Learning resources: Hardware Essentials & Vectorization

How to Use these Resources

Within each category below (Videos, Online courses, etc), the curated resources listed give an approximate progression (with some overlap, since the content is pulled from a potpourri of sources).  First come high-level overviews of essentials of computing architecture that computational scientists and engineers should know, followed by vectorization (instruction-level parallelism) on single core and performance tuning for serial code, followed by multi-core architectures, and ending with a general outlook on the landscape of hardware for high-performance computing.

As the resources progress, they begin to presume some basic familiarity with a compiled language like C, C++, or Fortran in order to follow examples.

Some of the material listed under Overview of HPC & Parallel programming also gives some high-level overview of hardware and its pertinence to computational scientists.


Computer Architecture Essentials -- video lecture (~90 mins) and slides delivered at Argonne National Lab (ANL) during the Argonne Training Program on Extreme-Scale Computing (ATPESC) 2016.

The Tyranny of the Storage Hierarchy (Part 1 and Part 2) -- two videos (~1 hr each) covering a single set of slides that give an overview of the distinctions among registers, cache, RAM, and hard disks, and how they are all related.  From the Supercomputing in Plain English (SIPE) 2018 workshop series from the OU (University of Oklahoma) Supercomputing Center for Education & Research (OSCER).

Vectorization and Performance Tuning -- video lecture (~50 mins) and slides delivered at ATPESC 2016. Overview of different techniques to leverage vectorization (SIMD), common pitfalls, and how to measure performance.

Instruction-Level Parallelism --video (~1 hr) and slides that give an overview of how to get a single CPU core to execute multiple instructions at once.  From SIPE 2018.

Parallel Computing Architectures -- overview of the hierarchy of architectures found in large clusters (single processor architecture, shared-memory systems, distributed memory systems, and accelerators like GPUs).  From the Parallel Programming in Computational Engineering and Science (PPCES) 2014, an HPC workshop held at RWTH Aachen in Germany.

Multi-core Architectures -- video (~50 mins) with slides from ATPESC 2018.  A primer on multi-core architecture and how programmers can leverage it for performance.

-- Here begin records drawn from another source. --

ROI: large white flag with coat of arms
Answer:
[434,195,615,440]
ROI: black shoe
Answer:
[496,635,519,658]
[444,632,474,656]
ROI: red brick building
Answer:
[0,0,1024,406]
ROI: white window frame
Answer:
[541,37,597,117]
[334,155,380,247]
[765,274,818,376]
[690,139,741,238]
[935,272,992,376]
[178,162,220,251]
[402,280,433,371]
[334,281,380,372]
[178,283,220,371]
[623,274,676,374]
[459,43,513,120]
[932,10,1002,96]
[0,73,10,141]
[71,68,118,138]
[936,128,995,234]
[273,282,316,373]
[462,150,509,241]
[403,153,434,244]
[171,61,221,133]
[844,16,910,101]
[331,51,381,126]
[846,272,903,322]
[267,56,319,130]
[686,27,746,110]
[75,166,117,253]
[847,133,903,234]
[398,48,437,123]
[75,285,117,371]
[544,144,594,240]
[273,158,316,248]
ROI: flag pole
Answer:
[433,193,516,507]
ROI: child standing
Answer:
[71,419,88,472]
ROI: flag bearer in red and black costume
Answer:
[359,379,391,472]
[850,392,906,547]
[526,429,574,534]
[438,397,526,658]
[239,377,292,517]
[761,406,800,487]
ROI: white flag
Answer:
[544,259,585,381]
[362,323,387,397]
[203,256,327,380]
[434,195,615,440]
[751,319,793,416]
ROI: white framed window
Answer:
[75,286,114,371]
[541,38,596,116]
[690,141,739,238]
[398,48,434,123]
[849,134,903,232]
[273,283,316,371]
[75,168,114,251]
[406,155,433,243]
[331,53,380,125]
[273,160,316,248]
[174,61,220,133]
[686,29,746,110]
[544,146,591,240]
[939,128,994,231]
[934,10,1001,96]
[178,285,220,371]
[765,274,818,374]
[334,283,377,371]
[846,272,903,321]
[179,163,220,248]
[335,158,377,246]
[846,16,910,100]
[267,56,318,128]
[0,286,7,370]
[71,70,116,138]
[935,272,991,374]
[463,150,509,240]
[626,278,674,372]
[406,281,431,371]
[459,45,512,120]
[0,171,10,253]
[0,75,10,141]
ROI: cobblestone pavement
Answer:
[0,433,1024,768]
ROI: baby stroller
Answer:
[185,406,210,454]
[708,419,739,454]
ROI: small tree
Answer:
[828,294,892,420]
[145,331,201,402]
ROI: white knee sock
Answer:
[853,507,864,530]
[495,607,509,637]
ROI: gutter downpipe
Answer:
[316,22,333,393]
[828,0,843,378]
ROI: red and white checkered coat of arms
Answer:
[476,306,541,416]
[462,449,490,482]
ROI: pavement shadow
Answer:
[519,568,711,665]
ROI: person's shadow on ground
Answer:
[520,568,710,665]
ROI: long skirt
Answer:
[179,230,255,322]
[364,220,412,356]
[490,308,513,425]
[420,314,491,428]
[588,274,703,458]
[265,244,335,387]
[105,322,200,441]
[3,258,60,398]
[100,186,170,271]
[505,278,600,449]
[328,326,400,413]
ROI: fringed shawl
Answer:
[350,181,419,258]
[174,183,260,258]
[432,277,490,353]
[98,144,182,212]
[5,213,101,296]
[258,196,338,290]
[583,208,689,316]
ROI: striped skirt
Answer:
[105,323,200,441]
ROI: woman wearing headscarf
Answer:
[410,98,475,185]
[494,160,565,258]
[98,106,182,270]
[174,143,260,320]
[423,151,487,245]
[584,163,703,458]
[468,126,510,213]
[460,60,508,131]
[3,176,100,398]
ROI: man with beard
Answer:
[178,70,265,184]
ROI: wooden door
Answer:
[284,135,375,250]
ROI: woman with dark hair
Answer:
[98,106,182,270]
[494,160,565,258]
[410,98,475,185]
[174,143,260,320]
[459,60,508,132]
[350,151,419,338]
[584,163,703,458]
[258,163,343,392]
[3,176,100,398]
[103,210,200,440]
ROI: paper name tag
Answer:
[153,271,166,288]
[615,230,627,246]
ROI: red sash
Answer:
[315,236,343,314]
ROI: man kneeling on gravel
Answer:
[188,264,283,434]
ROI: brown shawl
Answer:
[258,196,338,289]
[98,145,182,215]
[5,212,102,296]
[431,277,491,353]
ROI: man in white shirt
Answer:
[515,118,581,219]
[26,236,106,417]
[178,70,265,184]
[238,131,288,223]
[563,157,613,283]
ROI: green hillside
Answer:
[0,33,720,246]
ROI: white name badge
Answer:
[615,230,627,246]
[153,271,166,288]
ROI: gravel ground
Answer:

Multicore Madness -- video (~1 hr) and slides from SIPE 2018 with a different presentation on multicore architecture. In particular, it gives nice background on why the last ~15 years have seen a move toward multicore architectures and what that means for programmers.

An Introduction to Parallel Supercomputing -- video (~50 mins) with slides from ATPESC 2018. Survey of the current landscape of supercomputing hardware and future outlooks.


Self-paced online courses

Vectorization course -- self-paced online course from the Cornell University Center for Advanced Computing (CAC)

Introduction to Multicore Performance -- a self-paced online course from Cyberinfrastructure Tutor at the National Center for Supercomputing Applications (NCSA)


Web pages / written online tutorials

Serial Tuning Basics -- a video recording of a lecture from PPCES 2014, along with slides.  The video lecture is followed by a hands-on lab session.  There once existed a tarball of files for the hands-on exercises along with instructions for how to use them (note that some references in the exercises are specific to the Aachen computing system used at the workshop, but there should be fairly evident substitutions to make when working on your local laptop or one of the Princeton systems).

Computer Architecture: Concepts & Terminology -- overview of jargon that arises in discussion computer architecture as it relates to HPC.  From Lawrence Livermore National Lab (LLNL).  Part of a longer document offering a comprehensive introduction to parallel computing.

Parallel Computer Memory Architectures -- another chapter from the LLNL online document.



Introduction to High-Performance Scientific Computing -- book by Victor Eijkhout from the Texas Advanced Computing Center (TACC).  Available in online and print versions.  Chapters 1 & 2 give a comprehensive theoretical summary of architectures and programming models underlying serial computing and parallel computing, respectively.